The measurement of future potential consequences, compared as against the benefit to be received, the compensation considered, which should determine the value of the services rendered.  Thus is a lifetime annuity measurable, not only in terms of the net amount, but also taking into account the economic stability which it promises, the future security it provides, and the potential for a life allowed.

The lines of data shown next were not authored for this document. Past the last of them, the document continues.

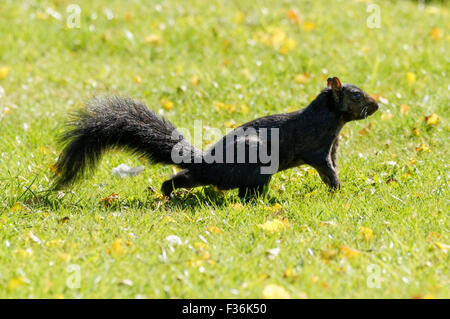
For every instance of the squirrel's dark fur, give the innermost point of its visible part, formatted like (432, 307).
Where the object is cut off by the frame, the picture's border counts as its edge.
(308, 136)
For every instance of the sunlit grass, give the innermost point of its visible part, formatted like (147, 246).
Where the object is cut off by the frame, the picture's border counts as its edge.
(388, 227)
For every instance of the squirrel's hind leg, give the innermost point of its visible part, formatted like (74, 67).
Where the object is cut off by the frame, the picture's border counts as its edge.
(182, 179)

Filing for Federal Disability Retirement benefits through the U.S. Office of Personnel Management, whether one is under FERS or CSRS, or CSRS Offset, must be viewed in this light; for the benefit to be received is almost immeasurable:  Beyond the annuity amount itself, it provides for the capacity of the Federal or Postal worker to be compensated in order to attend to one’s medical condition; the time that one is on Federal Disability Retirement counts towards the total number of years of service, such that when the Federal Disability Retirement annuity is recalculated at age 62, those years one was on Federal Disability Retirement counts towards the total number of years of service; and while one is receiving Federal Disability Retirement, one may work at a private sector job and make up to 80% of what one’s former position currently pays; and many, many other benefits and factors to be considered.

Medical conditions tend to create havoc, and leave an appearance of a life left in tatters; but Federal Disability Retirement is a benefit which can bring about a stabilizing force of foundational security; and just like the Law of Salvage in maritime law, consideration in filing for Federal OPM Disability Retirement should be commensurate with the value to be received in salvaging one’s livelihood, career, and future contentment.